/51/

Capitolo VI.

Fiori alla Vergine.

Colei, che egregiamente fu detta il più gentile amore del popolo italiano, esercitò un vero fascino materno sul cuore del nostro popolo combattente.

Dallo Stelvio al mare, per le trincee serpeggianti sulle creste e nelle valli, fascianti di ferro e di fuoco i confini della patria martoriata, l’amore alla Vergine suscitò una mistica creazione di poesie, di invocazioni e di momenti graziosi.

Ricordi cari di preghiere mormorate colle famiglie lontane, di sagre campagnole, di rustici tabernacoli, di basiliche e di pii pellegrinaggi, conservavano nell’anima del soldato il purissimo culto della Madre divina. Davanti ai pericoli, sotto il flagello del fuoco tornavano sul labbro le devote preghiere apprese dalle labbra materne e raccomandate forse dalle stesse labbra fra i baci e le lacrime dell’ultimo addio. E dalla Vergine, si passava al Figlio Redentore: fra i cori che in cielo rendono perpetua testimonianza di lode al Creatore, vi sono ghirlande di anime colte all’ultimo istante dalle mani misericordiose della Vergine, nel rosso giardino delle battaglie.

/52/

Anche in guerra il santo rosario fu la regina delle divozioni mariane, la più bella catena che avvinse i cuori alla celeste madre.

Sin dai primi tempi di guerra sorse la bella istituzione del Rosario vivente fra i soldati di terra e di mare, che aveva il suo centro in Roma nello zelo del P. Fanfani O. P. I militari iscritti venivano raggruppati in quindicine da uno zelatore, e recitavano ogni giorno la posta di un padrenostro e dieci avemaria, meditando uno dei quindici misteri del rosario. Ogni mese da un mistero si passava al successivo: e il soldato ne era avvisato con la distribuzione di un foglio apposito recante la vignetta del nuovo mistero, con acconcie spiegazioni. È una bella pratica che non solo stimola l’affetto e la confidenza nella Madonna, ma illumina le anime nella cognizione dei misteri fondamentali della nostra santa religione.

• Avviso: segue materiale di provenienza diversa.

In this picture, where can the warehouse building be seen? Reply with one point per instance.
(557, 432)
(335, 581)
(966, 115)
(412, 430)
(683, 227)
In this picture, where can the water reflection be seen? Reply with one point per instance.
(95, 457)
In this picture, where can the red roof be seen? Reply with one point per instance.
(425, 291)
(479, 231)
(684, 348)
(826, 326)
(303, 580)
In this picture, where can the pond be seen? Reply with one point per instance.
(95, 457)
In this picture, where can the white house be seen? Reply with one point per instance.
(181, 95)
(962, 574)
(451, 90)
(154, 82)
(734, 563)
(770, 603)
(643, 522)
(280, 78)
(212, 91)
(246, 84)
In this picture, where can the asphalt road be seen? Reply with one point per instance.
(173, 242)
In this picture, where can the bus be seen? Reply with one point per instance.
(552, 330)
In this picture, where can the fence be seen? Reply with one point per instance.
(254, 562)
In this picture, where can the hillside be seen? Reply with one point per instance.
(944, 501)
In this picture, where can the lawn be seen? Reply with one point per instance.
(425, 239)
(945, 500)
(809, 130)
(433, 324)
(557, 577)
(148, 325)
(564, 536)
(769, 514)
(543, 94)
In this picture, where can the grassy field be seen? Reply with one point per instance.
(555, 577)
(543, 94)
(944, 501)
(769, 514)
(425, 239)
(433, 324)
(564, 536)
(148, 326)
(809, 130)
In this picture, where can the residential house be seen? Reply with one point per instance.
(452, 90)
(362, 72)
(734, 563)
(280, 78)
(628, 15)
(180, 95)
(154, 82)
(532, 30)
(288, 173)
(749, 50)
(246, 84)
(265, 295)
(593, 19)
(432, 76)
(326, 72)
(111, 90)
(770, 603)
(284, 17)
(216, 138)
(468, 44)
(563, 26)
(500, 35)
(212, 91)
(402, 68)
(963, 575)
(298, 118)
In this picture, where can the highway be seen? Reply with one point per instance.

Parecchie di tali quindicine, sparse nei diversi corpi, viventi rosai in fiore, spandevano un profumo gradito al cielo e alla terra. Nel mio reggimento, oltre a quindicine di militari di truppa, ve n’era una completamente formata di ufficiali.

La bella preghiera del rosario spesso veniva recitata in comune o sommessamente nelle trincee, o solennemente negli accampamenti lontani dal nemico.

Uno dei nostri migliori generali era solito narrare che avendo udito un improvviso clamore proveniente da un campo prossimo, vi andò egli stesso per cono- /53/ scere la causa di quel vociare; ma con stupore soddisfacente constatò che non si trattava di una sommossa, ma della recita comune del santo rosario.

Nella visita ad un piccolo posto avanzato di montagna, ove da parecchi mesi vivevano isolati alcuni militari, fui edificato della pace e concordia che regnava fra quei dodici uomini. La baracca e il posto di vedetta erano appiccicati ad una parete di roccia, sospesi sull’abisso. Il vento impetuoso che soffiava di continuo per quella gola non permetteva l’accesso che nei giorni di eccezionale bel tempo: i viveri vi erano trasmessi con un canestro appeso a una lunga corda che faceva capo ad un posto vicino. Ma quanto più mancava il contatto col mondo, tanto più quei cuori s’erano fusi in dolce armonia.

— «Come passate il vostro tempo quassù?» chiesi al giovane caporale che pareva il fratello maggior d’una bella famiglia.

«Ogni sera diciamo il rosario. Quando la tormenta è più impetuosa e scuote le assi della baracca come una foglia, minacciando di subissarla nel burrone, ci stringiamo attorno a quella Madonna che abbiamo raccolto nelle macerie d’una casa di Monfalcone, e continuiamo tranquilli il nostro turno di vedetta.»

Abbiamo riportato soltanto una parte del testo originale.